'Made in China' labels don't tell whole story By David Barboza (The New York Times) Updated: 2006-02-09 11:50
Foreign expertise has been critical as manufacturing supply chains become
increasingly complex, involving multiple countries that separately produce
individual components that are then shipped to China for final assembly. Since
such a system can render global trade statistics misleading; some experts say
that a more apt label would be "Assembled in China."
Because so many
different people in different places touch a particular product, other experts
say you might as well just throw away the trade figures.
"In a
globalized world, bilateral trade figures are irrelevant," said Dong Tao, an
economist at UBS. "The trade balance between the U.S. and China is as irrelevant
as the trade balance between New York and Minnesota."
China's supply of
cheap labor, coupled with a deliberately undervalued currency, helped bring
about $465 billion in foreign direct investment into China from 1995 to 2004,
making the country one of the hottest destinations in the world for foreign
capital.
In the electronics industry, relocations to China
mainland have soared. A decade ago, Taiwan controlled the computer
components market and relied on domestic manufacturing. Now, Taiwanese companies
produce 80 percent of the world's motherboards, 72 percent of all notebook
computers and 68 percent of liquid crystal display monitors. And most of the
assembly takes place in Chinese mainland.

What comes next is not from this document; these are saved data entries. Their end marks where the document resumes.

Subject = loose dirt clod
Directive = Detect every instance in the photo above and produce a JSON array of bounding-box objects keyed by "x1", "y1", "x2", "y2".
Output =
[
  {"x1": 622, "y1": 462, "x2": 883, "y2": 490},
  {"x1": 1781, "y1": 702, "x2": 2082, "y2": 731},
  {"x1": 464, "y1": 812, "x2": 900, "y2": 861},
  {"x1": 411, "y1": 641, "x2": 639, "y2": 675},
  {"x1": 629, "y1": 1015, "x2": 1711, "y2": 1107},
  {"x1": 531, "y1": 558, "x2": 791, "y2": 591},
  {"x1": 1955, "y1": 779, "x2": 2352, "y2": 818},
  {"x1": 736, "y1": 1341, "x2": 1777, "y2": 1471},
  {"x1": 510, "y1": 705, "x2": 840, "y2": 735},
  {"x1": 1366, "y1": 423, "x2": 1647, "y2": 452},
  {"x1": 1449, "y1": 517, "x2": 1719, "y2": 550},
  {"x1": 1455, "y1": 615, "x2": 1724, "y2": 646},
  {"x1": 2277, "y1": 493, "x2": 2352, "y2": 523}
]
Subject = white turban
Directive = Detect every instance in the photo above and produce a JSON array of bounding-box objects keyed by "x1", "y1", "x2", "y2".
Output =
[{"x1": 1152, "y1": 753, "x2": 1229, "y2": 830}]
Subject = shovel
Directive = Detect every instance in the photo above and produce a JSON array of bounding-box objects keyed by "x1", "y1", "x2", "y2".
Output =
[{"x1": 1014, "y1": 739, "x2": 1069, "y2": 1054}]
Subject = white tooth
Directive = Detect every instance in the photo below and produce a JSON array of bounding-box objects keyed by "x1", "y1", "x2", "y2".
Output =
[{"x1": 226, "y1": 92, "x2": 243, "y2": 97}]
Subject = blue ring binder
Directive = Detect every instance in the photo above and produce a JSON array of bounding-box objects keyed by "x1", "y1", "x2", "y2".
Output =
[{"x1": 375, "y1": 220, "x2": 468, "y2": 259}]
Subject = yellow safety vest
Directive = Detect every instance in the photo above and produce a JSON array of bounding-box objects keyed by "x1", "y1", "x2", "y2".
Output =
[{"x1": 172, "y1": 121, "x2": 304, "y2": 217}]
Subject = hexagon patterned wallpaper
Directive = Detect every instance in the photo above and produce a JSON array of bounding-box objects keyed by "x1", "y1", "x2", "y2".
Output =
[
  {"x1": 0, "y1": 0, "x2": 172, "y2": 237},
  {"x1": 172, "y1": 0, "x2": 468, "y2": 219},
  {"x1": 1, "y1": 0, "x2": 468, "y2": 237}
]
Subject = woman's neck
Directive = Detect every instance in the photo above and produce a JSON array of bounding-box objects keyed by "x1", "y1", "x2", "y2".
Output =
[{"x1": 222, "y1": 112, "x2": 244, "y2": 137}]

"Everyone has moved to China,"
said Tony Yang, an executive at AOpen, a subsidiary of Acer, a
huge computer and electronics company in Taiwan. "Our suppliers, our
buyers, their main production facilities have all been relocated. Wages in
Taiwan are just too high."
Japanese and South Korean companies are also
coming to China in force. Panasonic of Japan now has 70,000 employees working in
China; Toshiba's largest information technology production site in the world is
in the Chinese coastal city of Hangzhou. And Samsung, the South Korean company,
has 23 factories, 50,000 employees and all of its notebook PC production in
China. Its last computer notebook factory in South Korea closed last
year.
The migration has left footprints in trade statistics. In 1990,
Japan was America's dominant trading partner in the Pacific, and Asia accounted
for 38 percent of all U.S. imports.
Last year, however, China was Asia's
dominant trading power. The country's trade with the United States has soared
about 1,200 percent since 1990. And yet Asia's share of imports into the United
States has held remarkably steady, at 38 percent. In other words, if production
labels simply read "Made in Asia," almost nothing changed from 1990 to 2005,
except that many goods got a lot cheaper as China took on a greater role as the
world's factory floor.
Even as that shift was taking place, most Asian
countries retained and even expanded their powerful influence in the global
supply chain, designing increasingly sophisticated models, making the
preassembly components, and carrying out the marketing and brand management. So,
while China now has an estimated $200 billion trade surplus with the United
States, it also has a $137 billion trade deficit with the rest of Asia.